Ook in Dat is wij, zijn nieuwe
dichtbundel, is het leven van man en vrouw bepaald geen feest. De gehele eerste
afdeling (‘Onchristelijke gedachten’) is eraan gewijd.
Tussen de gelieven is er
onbegrip, wrevel en wellicht zelfs slaande ruzie. Leenders maakt in ieder geval
een paar keer de vergelijking met een oorlog of een veldslag. En als het
allemaal over is en de ex-gelieven elkaar ver na de strijd weer eens ontmoeten,
drinken ze samen een glas ‘zoals vrienden / Vijanden zijn die geen wapens meer
hebben / Om te vechten en dat bracht ons aan het lachen.’

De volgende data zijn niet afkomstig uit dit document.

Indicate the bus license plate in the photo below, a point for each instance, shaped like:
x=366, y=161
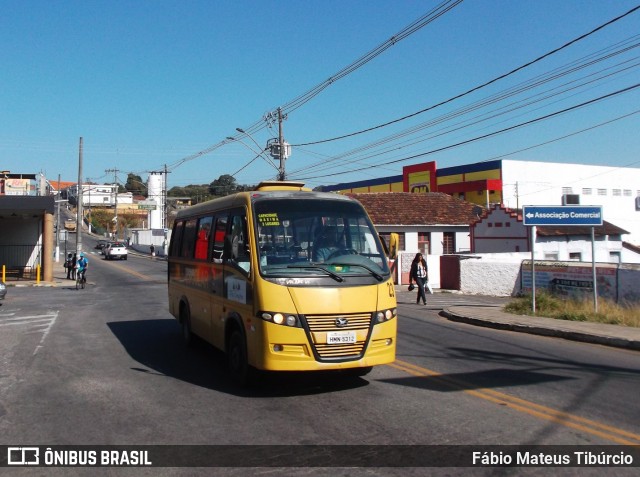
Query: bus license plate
x=341, y=337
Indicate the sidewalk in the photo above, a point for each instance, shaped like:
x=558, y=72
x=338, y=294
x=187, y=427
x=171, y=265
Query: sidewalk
x=493, y=317
x=598, y=333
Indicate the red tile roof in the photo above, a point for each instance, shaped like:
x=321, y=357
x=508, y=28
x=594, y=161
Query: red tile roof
x=407, y=208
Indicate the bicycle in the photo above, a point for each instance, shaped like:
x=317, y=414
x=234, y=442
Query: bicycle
x=80, y=279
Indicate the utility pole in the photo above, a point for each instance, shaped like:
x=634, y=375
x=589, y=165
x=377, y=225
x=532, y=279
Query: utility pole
x=79, y=205
x=115, y=182
x=58, y=223
x=281, y=153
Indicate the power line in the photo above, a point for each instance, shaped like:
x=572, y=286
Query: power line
x=590, y=79
x=494, y=133
x=476, y=88
x=299, y=101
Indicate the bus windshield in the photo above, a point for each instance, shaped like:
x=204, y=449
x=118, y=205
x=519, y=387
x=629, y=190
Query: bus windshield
x=311, y=237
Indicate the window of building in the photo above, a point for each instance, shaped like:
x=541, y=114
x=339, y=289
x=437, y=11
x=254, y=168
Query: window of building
x=385, y=236
x=449, y=242
x=424, y=242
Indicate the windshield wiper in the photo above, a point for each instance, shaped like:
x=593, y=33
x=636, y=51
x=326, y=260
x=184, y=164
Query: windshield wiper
x=370, y=270
x=335, y=276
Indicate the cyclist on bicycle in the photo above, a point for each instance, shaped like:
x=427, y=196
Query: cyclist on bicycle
x=81, y=265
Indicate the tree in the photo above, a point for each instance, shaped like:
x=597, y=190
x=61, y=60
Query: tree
x=223, y=185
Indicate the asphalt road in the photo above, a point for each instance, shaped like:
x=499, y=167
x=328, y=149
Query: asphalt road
x=106, y=366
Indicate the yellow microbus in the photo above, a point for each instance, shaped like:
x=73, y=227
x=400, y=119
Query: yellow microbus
x=283, y=279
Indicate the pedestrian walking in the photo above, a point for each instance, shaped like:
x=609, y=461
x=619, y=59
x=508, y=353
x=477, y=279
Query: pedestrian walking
x=74, y=260
x=68, y=264
x=420, y=275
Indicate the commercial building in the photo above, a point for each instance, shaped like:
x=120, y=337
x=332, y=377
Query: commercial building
x=513, y=184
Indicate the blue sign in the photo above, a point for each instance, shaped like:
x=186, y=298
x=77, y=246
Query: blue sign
x=562, y=215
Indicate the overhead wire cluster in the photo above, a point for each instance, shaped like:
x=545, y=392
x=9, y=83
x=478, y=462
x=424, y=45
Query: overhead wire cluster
x=496, y=108
x=435, y=13
x=515, y=107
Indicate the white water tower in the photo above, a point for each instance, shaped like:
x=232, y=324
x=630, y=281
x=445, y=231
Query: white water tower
x=156, y=189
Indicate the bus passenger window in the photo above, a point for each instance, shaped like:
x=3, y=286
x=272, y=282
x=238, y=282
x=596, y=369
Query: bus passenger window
x=218, y=239
x=202, y=239
x=238, y=242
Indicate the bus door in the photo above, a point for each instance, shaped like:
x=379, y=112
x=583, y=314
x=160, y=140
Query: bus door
x=216, y=283
x=199, y=274
x=237, y=269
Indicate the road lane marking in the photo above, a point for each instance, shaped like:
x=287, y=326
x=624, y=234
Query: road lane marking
x=619, y=436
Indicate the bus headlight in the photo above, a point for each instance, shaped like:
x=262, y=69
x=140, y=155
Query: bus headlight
x=285, y=319
x=386, y=315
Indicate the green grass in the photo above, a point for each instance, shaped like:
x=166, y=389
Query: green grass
x=562, y=308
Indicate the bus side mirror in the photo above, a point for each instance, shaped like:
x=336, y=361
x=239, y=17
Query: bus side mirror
x=394, y=242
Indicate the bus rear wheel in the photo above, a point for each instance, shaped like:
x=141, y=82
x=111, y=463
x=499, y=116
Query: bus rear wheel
x=237, y=361
x=185, y=325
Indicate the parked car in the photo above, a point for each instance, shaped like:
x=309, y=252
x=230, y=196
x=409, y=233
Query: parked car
x=115, y=250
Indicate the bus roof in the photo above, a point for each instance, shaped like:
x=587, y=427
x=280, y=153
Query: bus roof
x=264, y=190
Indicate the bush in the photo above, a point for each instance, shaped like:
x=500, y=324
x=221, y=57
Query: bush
x=562, y=308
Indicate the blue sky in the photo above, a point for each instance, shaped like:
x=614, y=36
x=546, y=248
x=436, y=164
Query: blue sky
x=154, y=83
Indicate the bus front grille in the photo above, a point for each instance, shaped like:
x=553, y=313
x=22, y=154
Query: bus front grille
x=320, y=325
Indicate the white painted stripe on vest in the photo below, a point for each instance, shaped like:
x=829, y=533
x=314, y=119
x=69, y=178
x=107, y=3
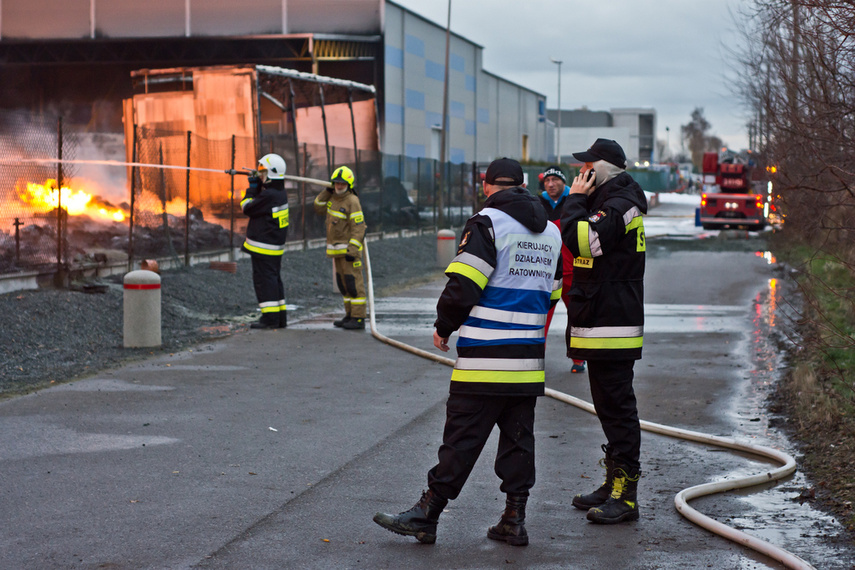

‘Om te vechten’ is een overbodige toevoeging en ‘en dat
bracht ons aan het lachen’ maakt de formulering nog slapper. Daar heeft Leenders
wel een handje van. In Dat is wij
komen best wat goede zinnen voor, maar bijna geen enkel gedicht is in zijn
geheel sterk.
Een van de betere is:
Buurlanden
We liggen als buurlanden
Naast elkaarJij exotisch buitenland
Ik leeg en bars binnenland
Met eigen vlaggen en gebruiken
Wetten en grenzen
Die we overschrijden
Hartstochtelijk verdedigen
Met douanes en taksen
En bij diplomatieke incidenten
Bloemen, nutteloze geschenken
We hadden schepen kunnen zijn
Maar we zijn buurlanden
Buurlanden liggen aan elkaar vast en kunnen niet weg van
elkaar. Hoe dicht ze ook bij elkaar zijn, ze verschillen. En blijkbaar geeft
dat problemen: er moeten grenzen verdedigd worden en die worden dan toch
overschreden. Er zijn incidenten, die weer goedgemaakt moeten worden met
bloemen en nutteloze geschenken.
Zo leven deze mensen samen. Het had ook anders kunnen zijn.
Ze hadden ook schepen kunnen zijn. Ongetwijfeld zijn dat de ‘ships that pass in
the night’ van Henry Wadsworth Longfellow:
Ships that pass in the night, and speak each other in passing,
Only a signal shown and a distant voice in the darkness;
So on the ocean of life we pass and speak one another,
Only a look and a voice, then darkness again and a silence.
Het goede van Leenders’ gedicht vind ik dat de hopeloosheid
van de situatie nauwelijks benoemd wordt, maar dat je die wel voelt. Er is geen
oplossing, de beide mensen zijn ertoe veroordeeld om met elkaar te leven, zonder
dat ze gelukkig zijn en misschien hebben ze zich daar al bij neergelegd.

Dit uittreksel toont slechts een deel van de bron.